When people are committed to going an event, they want to find out whether their friends are going too. However, they find it annoying when friends who they invite to parties click “going” on Facebook but don’t actually show up.
Solution
More accurate and efficient communication to keep track of friends’s activities
Persona
I synthesized my user interview data into this persona in order to keep myself focused on the most pressing goals and needs of the most ideal users.
Competitive Analysis
A few opportunities identified after my competitive analysis are:
Knowing the right taste makers to follow is essential to discover underground music events. Therefore, bringing together a virtual community of people who are engaged in the scene to share only relevant information among each other could potentially address information overload on existing social media.
RA Guide does a good job of centralizing information for last minute decision-making, but there is not social features at all. Users still don’t know what to expect from a party other than reading the descriptions, therefore word of mouth of community insights could be leveraged. Accurate commitment status of friend circle could also help users make better decisions, which none of the current platforms is providing.
Users have also mentioned social networking apps like Grindr and Radiate where they can hit up strangers without feeling awkward and that apps that help connect people for parties should be out more.
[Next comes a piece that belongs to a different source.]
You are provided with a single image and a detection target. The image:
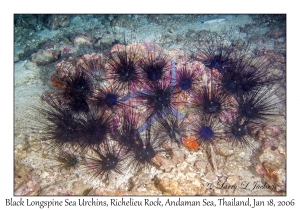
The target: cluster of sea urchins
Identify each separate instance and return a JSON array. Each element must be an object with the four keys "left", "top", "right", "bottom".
[{"left": 38, "top": 35, "right": 281, "bottom": 180}]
To help solve the problems of my targeted users, my design proposal is a community-driven event discovery app that is central to underground party experience to facilitate party goers’ event discovery and decision making process .
Feature Prioritization
To solutionize the problems, I ideated some features catered to the needs of my persona and prioritized based on number of user mentions and pain points they would address.
User Flows
Site Map
Wireframes
Key screen sketches
Low-fi Wireframes
Mid-Fi Wireframes
High-Fi Wireframes
Usability Testing
I tried to be more thorough and include every possibilities for usability testing. I had extra screens and content that were not in my initial flows, which caused distraction and confusion to testers. I realized that it is more efficient to only design and test what is necessary. Testing tasks should also be focused, lengthy and wordy task assignments only made it hard for testers to remember what it was that they were supposed to accomplish.
Lessons
I learned that I can always revisit and revise my previous research and design steps. Going back a step enabled me to move forward.
Throughout the whole process, I was struggling a lot trying to account for every single frustration and ended up in a rabbit hole thinking about all the possible features and rules of my app, rather than focusing on addressing the most important needs. Thankfully, the data-driven persona was able to keep me from steering too far from my focus. Constantly referring back to research findings in the previous steps like affinity mapping also helped me recollect important insights that I had missed during my ideation process.
Next Steps
This project is still a work in progress. Though some usability testing results were reflected in my iterations and hi-fi prototype, I still have some doubts in my current designs and features. Currently, I’m still in the process of running more usability tests in order to improve my final designs.